Emsal Mahkeme Kararı İstanbul 12. Asliye Ticaret Mahkemesi 2014/889 E. 2019/630 K. 27.06.2019 T.

Görüntülediğiniz mahkeme kararı henüz kesinleşmemiştir. Yararlı olması amacıyla eklenmiştir.

T.C.
İSTANBUL
12. ASLİYE TİCARET MAHKEMESİ

ESAS NO : 2014/889 Esas
KARAR NO : 2019/630

DAVA : Tazminat (Sözleşmeden Kaynaklanan)
DAVA TARİHİ: 15/09/2014
KARAR TARİHİ: 27/06/2019

Mahkememizde görülmekte olan Tazminat (Sözleşmeden Kaynaklanan) davasının yapılan açık yargılaması sonunda,
GEREĞİ DÜŞÜNÜLDÜ:
DAVA: Davacı vekili dava dilekçesinde özetle; Müvekkilinin davalı şirketçe …sigorta Poliçesi imzaladığını, bu sigorta içeriğince davalı sigorta şirketinin aylık yatırılan meblağ bitimi sürenin dolması akabinde 76.832,20 TL toplu tazminat ödemeyi kabul ve taahhüt ettiğini, taraflar arasında zeyilname düzenlenerek poliçe sonu itibariyle 121.146,00 TL ye çıkarıldığını , davalının 02/05/2001 tarihli yazısı ile müvekkilinin poliçe vadesinin dolduğunu, 3.750,00 TL ödeme yapılacağı bildirildiğini, ancak bu rakamın müvekkiline taahhüt edilen rakamdan uzak olduğunu, davalı şirketin edimin yerine getirilmediğini, müvekkilinin parasının eritildiğini, bu sebeple mahkemece yaptırılacak bilirkişi incelemesi neticesinde ortaya çıkacak tutarın faizi ile birlikte davalıdan tahsilini, yapılan yargılama giderleri ve vekalet ücretinin davalı üzerine bırakılmasına karar verilmesini talep etmiştir.

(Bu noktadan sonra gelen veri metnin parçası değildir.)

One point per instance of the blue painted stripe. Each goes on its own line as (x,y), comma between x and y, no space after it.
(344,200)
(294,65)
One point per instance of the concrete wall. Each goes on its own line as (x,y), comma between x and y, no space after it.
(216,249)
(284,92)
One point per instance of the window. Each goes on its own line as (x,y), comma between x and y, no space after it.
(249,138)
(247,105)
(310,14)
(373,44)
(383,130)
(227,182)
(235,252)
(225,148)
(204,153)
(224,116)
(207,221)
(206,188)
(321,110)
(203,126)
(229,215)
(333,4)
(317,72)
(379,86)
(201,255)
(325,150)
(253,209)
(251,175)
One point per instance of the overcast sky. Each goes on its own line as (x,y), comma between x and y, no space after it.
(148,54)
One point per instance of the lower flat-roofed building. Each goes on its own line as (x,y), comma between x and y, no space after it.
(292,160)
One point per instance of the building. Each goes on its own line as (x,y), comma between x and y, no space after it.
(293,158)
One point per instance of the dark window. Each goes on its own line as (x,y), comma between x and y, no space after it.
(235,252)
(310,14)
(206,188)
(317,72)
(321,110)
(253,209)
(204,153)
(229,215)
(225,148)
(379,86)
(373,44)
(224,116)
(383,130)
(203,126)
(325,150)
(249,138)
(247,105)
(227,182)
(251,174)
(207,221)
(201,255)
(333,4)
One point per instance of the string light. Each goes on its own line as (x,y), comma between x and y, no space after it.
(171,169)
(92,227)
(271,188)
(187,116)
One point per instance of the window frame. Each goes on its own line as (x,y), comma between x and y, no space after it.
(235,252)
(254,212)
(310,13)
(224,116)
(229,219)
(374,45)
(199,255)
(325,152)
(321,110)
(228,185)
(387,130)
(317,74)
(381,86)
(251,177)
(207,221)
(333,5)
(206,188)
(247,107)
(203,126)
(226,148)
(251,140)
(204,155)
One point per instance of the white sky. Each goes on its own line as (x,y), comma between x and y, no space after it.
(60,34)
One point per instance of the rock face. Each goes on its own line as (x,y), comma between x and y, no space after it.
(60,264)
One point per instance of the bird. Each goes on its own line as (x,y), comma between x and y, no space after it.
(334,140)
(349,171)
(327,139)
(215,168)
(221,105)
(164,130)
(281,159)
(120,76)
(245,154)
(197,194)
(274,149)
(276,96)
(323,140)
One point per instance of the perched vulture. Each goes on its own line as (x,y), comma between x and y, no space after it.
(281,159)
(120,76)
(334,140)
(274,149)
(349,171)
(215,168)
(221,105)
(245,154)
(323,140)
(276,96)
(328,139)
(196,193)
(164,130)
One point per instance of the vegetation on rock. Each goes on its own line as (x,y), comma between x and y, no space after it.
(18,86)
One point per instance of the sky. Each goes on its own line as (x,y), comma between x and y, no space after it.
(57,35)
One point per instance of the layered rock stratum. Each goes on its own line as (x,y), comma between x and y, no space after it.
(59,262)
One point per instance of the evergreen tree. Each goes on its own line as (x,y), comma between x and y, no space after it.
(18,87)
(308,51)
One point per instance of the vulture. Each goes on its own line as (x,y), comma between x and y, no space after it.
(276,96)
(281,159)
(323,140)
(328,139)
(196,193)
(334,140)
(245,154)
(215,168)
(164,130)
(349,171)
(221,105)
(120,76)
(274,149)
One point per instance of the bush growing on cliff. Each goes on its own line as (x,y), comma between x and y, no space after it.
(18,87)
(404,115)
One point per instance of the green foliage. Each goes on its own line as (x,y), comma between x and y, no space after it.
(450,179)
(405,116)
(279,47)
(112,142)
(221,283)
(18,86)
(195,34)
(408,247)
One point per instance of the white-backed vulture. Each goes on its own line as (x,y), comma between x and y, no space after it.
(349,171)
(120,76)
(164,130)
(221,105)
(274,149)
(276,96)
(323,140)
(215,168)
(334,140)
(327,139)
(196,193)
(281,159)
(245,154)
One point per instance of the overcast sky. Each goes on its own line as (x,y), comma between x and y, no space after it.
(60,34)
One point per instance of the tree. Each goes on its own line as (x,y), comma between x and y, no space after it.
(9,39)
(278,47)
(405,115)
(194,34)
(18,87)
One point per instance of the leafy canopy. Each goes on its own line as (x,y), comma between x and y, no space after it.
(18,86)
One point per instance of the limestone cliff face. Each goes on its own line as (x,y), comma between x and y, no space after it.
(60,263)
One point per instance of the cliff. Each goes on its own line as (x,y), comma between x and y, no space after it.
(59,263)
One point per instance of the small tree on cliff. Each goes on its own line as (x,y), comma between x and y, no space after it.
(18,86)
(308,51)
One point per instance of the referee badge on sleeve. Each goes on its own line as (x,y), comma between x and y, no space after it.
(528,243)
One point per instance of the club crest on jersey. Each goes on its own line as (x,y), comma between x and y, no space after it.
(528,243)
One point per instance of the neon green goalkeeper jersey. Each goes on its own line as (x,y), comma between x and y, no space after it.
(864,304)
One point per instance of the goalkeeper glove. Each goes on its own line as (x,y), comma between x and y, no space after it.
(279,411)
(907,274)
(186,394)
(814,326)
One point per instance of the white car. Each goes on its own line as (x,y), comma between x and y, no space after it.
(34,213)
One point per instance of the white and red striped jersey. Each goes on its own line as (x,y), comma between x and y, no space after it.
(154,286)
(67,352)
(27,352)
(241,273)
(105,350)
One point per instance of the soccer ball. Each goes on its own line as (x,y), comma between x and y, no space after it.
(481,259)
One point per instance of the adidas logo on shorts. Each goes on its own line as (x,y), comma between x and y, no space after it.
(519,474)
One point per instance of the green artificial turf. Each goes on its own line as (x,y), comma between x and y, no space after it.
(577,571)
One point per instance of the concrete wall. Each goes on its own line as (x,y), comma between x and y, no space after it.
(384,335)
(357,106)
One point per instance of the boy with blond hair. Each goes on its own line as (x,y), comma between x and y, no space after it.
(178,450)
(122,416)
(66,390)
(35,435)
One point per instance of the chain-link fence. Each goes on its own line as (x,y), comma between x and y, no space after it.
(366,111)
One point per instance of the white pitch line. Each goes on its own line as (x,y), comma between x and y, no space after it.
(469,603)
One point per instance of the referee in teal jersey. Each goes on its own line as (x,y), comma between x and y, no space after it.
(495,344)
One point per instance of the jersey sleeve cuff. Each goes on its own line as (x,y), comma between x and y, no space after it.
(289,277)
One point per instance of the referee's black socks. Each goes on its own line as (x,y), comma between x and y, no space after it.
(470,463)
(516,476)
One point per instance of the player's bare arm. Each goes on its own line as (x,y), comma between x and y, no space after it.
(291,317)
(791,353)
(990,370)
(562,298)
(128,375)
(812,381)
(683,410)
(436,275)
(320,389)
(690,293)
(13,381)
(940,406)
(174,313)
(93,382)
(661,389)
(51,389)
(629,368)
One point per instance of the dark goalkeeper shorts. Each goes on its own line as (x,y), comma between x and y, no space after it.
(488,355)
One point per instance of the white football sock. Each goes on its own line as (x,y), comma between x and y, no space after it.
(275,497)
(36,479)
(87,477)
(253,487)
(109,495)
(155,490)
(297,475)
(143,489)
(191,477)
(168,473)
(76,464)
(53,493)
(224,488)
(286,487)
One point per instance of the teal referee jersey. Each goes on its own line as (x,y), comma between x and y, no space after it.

CEVAP: Davalı vekili cevap dilekçesinde özetle; Davacının açtığı davanın poliçe vade bitimi olan 22/02/2001 tarihi olduğunu, 22/02/2003 tarihi itibariyle de zaman aşımına uğradığını, ayrıca on yıllık zaman aşımı tarihininde dolduğunu, bu sebeple zaman aşımı nedeniyle reddine karar verilmesini, türk lirasındaki yıllardan beri süre gelen değer kaybı nedeniyle verilecek miktar eridiği gibi ödenen aidatında eridiğini, davacının taleplerinin haksız olduğunu, bu sebeple de faiz işletilemeyeceğini, davanın zaman aşımı nedeniyle reddini, davacının hukuken hak ettiği miktar olan 5,37 YTL yi ödemeyi kabul ettiklerini, mahkeme aksi kanaatte ise bilirkişi incelemesi yaptırılmasını, faiz talebinin reddini, yapılan yargılama giderleri ve vekalet ücretinin davacı üzerine bırakılmasına karar verilmesini talep etmiştir.

DEĞERLENDİRME:
Dava taraflar arasındaki 1971 tarihli hayat sigortası nedeniyle davacının davalıdan alacağı tazminat miktarına ilişkin tazminat davasıdır.
Taraflar arasındaki poliçe ve sözleşme istenmiş ve incelenmiştir.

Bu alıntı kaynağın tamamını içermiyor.